Depuis la réforme de l’examen du code de la route en 2016, les candidats doivent maîtriser de nouvelles thématiques comme l’éco-conduite ou les technologies embarquées. Mais c’est une vieille règle, présente depuis plus de cinquante ans, qui continue de semer la confusion chez les apprentis conducteurs.

Une question piège identifiée par les auto-écoles

L’auto-école en ligne Ornikar a relevé la règle la plus redoutée : le stationnement unilatéral à alternance semi-mensuelle. Cette disposition, déjà inscrite dans le code de la route en 1969, reste aujourd’hui un véritable casse-tête pour les candidats.

La question posée lors de l’examen théorique illustre parfaitement la difficulté : “Nous sommes le 10 du mois. Dans une rue soumise à la règle du stationnement unilatéral à alternance semi-mensuelle, je dois stationner du côté des habitations portant un numéro, pair, impair, aucun des deux ?”

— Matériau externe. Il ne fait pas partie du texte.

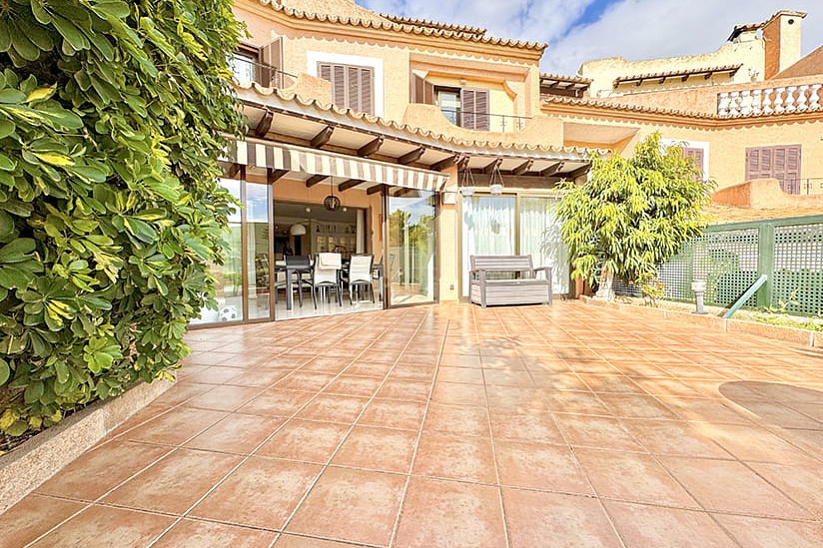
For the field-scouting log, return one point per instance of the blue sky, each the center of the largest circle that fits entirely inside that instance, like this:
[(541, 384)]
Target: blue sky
[(580, 30)]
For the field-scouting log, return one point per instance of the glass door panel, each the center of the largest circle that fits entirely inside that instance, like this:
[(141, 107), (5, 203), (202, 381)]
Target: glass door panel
[(258, 263), (540, 238), (411, 247), (229, 275), (488, 229)]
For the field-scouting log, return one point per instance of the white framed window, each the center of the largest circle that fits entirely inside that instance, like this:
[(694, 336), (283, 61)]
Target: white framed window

Comment fonctionne cette réglementation méconnue

La réponse correcte est : côté impair. L’article R. 417-2 du code de la route précise les modalités précises de cette règle de stationnement particulière.

Du 1er au 15 du mois, les automobilistes sont autorisés à se garer du côté des numéros impairs. À partir du 16 et jusqu’à la fin du mois, ils doivent basculer du côté des numéros pairs.

Pourquoi cette règle pose-t-elle autant de problèmes

Sa rareté explique en grande partie la confusion. Les conducteurs la rencontrent peu fréquemment dans leur pratique quotidienne, ce qui rend sa visualisation difficile.

Un autre facteur de complication : la distinction entre “interdiction semi-mensuelle de stationner” et “stationnement unilatéral à alternance semi-mensuelle”. Ces deux formulations proches désignent pourtant des situations différentes.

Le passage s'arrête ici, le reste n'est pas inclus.